Miss Evans goes on to note that “Many of us, myself included, are finding ourselves increasingly drawn to high church traditions—Catholicism, Eastern Orthodoxy, the Episcopal Church, etc.—precisely because the ancient forms of liturgy seem so unpretentious, so unconcerned with being ‘cool,’ and we find that refreshingly authentic.”

Indeed, “cool” has a short shelf life, and anyone who watches cultural trends should not be too surprised.  But what Evans claims about her generation and its desires ought to raise some red flags: “What millennials really want from the church is not a change in style but a change in substance. . . . We want an end to the culture wars. . . . We want our LGBT friends to feel truly welcome in our faith communities.”
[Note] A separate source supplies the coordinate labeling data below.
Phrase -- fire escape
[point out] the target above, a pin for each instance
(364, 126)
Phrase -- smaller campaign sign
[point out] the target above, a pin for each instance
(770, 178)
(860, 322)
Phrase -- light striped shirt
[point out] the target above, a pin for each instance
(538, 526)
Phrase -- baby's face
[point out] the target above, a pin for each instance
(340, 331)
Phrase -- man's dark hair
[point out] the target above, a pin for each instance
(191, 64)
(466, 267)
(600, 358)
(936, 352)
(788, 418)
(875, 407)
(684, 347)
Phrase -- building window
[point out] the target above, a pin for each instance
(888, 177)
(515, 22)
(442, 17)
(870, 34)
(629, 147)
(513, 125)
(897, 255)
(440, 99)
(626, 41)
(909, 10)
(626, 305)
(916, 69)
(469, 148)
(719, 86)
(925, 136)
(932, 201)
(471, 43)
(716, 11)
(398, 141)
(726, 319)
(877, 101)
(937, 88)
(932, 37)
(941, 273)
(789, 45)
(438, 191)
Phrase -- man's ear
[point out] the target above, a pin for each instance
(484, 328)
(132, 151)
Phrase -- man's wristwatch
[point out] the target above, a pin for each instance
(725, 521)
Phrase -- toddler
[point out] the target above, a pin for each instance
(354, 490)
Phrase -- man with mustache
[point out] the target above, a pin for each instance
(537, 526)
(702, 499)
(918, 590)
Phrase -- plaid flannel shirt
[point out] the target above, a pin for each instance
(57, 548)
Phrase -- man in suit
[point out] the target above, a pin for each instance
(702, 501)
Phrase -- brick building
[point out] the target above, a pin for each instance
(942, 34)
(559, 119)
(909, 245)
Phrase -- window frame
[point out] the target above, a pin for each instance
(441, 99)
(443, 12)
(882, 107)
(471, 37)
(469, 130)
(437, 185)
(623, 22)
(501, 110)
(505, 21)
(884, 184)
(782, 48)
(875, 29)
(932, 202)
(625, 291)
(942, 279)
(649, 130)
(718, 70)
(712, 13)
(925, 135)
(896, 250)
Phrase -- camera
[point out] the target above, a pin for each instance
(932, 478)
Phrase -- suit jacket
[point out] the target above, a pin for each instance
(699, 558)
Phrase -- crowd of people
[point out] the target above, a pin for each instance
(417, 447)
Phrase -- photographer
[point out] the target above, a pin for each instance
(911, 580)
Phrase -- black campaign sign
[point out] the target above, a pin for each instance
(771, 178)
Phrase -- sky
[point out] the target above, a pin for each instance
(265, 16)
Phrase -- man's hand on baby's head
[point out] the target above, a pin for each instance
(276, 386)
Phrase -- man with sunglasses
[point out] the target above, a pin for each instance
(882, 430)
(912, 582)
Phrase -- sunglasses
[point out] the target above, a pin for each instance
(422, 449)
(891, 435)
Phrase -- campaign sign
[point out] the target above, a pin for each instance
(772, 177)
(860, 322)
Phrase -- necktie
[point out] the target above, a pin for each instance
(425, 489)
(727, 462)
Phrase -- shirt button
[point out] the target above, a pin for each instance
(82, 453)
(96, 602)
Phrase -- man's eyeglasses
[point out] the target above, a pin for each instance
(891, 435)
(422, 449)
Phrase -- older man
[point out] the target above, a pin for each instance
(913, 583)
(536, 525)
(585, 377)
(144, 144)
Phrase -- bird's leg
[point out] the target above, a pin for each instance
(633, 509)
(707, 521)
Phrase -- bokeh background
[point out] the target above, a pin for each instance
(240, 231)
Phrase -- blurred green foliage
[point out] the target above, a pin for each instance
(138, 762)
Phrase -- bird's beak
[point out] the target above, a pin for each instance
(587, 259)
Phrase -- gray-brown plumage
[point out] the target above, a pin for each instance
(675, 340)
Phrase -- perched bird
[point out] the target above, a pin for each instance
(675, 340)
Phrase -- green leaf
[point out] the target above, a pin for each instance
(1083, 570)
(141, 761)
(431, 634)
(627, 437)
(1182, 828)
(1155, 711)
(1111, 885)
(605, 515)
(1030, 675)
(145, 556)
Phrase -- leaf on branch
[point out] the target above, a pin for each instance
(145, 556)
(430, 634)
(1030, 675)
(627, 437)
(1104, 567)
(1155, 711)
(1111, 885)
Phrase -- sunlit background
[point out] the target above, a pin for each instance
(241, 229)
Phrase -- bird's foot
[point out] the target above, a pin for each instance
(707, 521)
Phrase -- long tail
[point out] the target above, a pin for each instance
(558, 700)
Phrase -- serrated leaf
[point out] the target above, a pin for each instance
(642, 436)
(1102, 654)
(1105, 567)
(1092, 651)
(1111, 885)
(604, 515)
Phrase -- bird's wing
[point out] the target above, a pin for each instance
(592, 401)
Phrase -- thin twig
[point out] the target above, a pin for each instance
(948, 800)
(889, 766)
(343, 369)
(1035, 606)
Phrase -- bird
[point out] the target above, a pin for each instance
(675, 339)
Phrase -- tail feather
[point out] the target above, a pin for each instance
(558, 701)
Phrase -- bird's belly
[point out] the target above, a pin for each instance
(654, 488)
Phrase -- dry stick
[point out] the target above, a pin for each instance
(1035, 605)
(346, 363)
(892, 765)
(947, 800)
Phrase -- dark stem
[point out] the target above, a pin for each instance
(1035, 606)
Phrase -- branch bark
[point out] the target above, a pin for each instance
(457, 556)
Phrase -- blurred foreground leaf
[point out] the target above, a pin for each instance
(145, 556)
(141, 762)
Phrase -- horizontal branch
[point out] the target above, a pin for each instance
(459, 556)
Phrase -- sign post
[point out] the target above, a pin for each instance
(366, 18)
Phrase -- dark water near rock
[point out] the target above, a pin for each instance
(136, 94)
So, in essence, she’s claiming that her generation is leaving evangelical churches and seeking out a Mainline experience—liturgy queens, Social Gospel, dogma-free.  This reminds me of something the great Lutheran theologian Hermann Sasse wrote on the liturgical-renewal efforts of the mid-20th century: “A liturgical renewal is impossible unless the church is prepared to take seriously the doctrine which is witnessed to and sung in the liturgy. Liturgy and dogma belong together; you cannot have the one without the other. Dogma represents the doctrinal content—and therefore the truth content—of the liturgy.”

Miss Evans wants to teach our churches what they ought to be teaching.  Are they prepared to teach her the Faith if she shows up?